GSA Connects 2022 meeting in Denver, Colorado

Paper No. 43-7
Presentation Time: 3:25 PM

POWER LAW MODELS FOR ROCKFALL FREQUENCY-MAGNITUDE DISTRIBUTIONS: REVIEW AND IDENTIFICATION OF FACTORS THAT INFLUENCE THE SCALING EXPONENT


GRABER, Andrew and SANTI, Paul, Department of Geology & Geological Engineering, Colorado School of Mines, 1500 Illinois St, Golden, CO 80401

Fitting a power law to a rockfall frequency-magnitude distribution is a common tool for summarizing the shape of the distribution. The slope of the power law (i.e., the scaling exponent) has implications for the relative contribution of small and large rockfall volumes to overall activity and provides the basis for comparisons among inventories, estimation of recurrence intervals, and study of geomorphic processes. While the frequency-magnitude relationship is often used to summarize rockfall inventories, uncertainty remains regarding which variables control the shape of the distribution by affecting either rockfall processes directly (i.e., physical and environmental factors) or our measurement of the rockfall processes (i.e., systematic factors related to the methods chosen). In addition, the current literature lacks concise summaries of background on the frequency-magnitude distribution for rockfalls and power law fitting. To help address these knowledge gaps, we first briefly review the rockfall frequency literature to collect the basic concepts, methods, and applications of the rockfall frequency-magnitude curve in one place. Following this, we present a new meta-analysis of 46 rockfall inventories using Analysis of Variance and Regression to test the influences of 11 independent physical and systematic factors on the slope of the power law.
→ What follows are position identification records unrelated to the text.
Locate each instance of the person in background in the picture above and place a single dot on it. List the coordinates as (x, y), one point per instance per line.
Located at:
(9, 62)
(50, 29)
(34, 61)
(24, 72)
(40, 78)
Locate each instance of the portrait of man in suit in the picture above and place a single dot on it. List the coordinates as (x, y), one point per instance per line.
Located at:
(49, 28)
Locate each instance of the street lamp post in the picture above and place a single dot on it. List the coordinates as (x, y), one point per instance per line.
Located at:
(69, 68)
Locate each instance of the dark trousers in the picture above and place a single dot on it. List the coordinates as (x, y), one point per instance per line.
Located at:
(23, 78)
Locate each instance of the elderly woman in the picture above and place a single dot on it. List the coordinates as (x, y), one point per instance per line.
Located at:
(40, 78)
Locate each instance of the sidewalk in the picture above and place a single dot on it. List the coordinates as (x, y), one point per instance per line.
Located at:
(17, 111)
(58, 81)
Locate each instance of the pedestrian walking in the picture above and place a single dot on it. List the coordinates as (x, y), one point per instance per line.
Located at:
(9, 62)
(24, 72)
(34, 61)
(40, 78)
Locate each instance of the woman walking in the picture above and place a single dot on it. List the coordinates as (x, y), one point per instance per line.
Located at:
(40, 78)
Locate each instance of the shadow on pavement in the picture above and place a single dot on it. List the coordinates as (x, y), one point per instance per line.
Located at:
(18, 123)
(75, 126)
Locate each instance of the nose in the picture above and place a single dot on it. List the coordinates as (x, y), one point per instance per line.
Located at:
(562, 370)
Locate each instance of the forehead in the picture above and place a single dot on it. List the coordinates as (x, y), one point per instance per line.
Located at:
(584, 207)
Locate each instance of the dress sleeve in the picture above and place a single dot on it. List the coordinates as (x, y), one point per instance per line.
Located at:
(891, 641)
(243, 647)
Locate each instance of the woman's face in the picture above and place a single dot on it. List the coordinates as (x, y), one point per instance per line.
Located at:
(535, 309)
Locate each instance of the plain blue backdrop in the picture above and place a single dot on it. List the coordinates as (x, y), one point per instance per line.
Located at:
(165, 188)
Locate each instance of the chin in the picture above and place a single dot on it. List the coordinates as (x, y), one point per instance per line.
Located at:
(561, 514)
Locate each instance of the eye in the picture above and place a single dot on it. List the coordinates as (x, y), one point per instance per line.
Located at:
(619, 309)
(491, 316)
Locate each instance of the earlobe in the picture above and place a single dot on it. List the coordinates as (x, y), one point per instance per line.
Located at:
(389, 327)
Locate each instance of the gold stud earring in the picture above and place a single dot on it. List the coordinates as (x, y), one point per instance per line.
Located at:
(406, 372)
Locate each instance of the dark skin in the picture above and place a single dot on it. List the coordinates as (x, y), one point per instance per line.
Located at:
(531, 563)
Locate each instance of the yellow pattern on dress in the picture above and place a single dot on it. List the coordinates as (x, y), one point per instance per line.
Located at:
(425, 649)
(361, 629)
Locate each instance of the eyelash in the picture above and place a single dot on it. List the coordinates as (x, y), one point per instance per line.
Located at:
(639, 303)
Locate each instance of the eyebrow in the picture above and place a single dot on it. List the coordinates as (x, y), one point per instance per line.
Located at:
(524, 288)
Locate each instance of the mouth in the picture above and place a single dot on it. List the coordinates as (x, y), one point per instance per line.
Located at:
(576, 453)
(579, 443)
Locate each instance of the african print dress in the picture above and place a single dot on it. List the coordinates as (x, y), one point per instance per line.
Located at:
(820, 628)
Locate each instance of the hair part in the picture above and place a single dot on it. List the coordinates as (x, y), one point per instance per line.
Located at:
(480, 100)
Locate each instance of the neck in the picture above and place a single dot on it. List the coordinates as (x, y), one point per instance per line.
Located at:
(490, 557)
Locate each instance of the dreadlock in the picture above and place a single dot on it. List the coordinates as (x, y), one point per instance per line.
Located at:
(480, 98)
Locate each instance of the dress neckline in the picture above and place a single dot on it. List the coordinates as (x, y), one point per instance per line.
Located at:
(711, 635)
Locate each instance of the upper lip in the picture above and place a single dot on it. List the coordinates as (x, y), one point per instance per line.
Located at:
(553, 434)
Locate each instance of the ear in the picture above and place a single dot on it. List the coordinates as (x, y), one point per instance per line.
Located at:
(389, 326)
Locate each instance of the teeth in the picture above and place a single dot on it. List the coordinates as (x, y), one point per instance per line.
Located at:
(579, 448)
Notable relationships with the scaling exponent were observed for rockmass condition, geology, and maximum inventory volume. Other factors, such as climate, data collection frequency, and data collection method also appear to have some influence on the scaling exponent, though the evidence from this study is more nuanced. In line with previous work, this study reinforces the importance of sampling large volumes for obtaining an accurate distribution, along with the tradeoffs present among spatial resolution, temporal resolution, and temporal extent when developing rockfall inventories. We conclude with discussion of the implications of these results for future rockfall studies.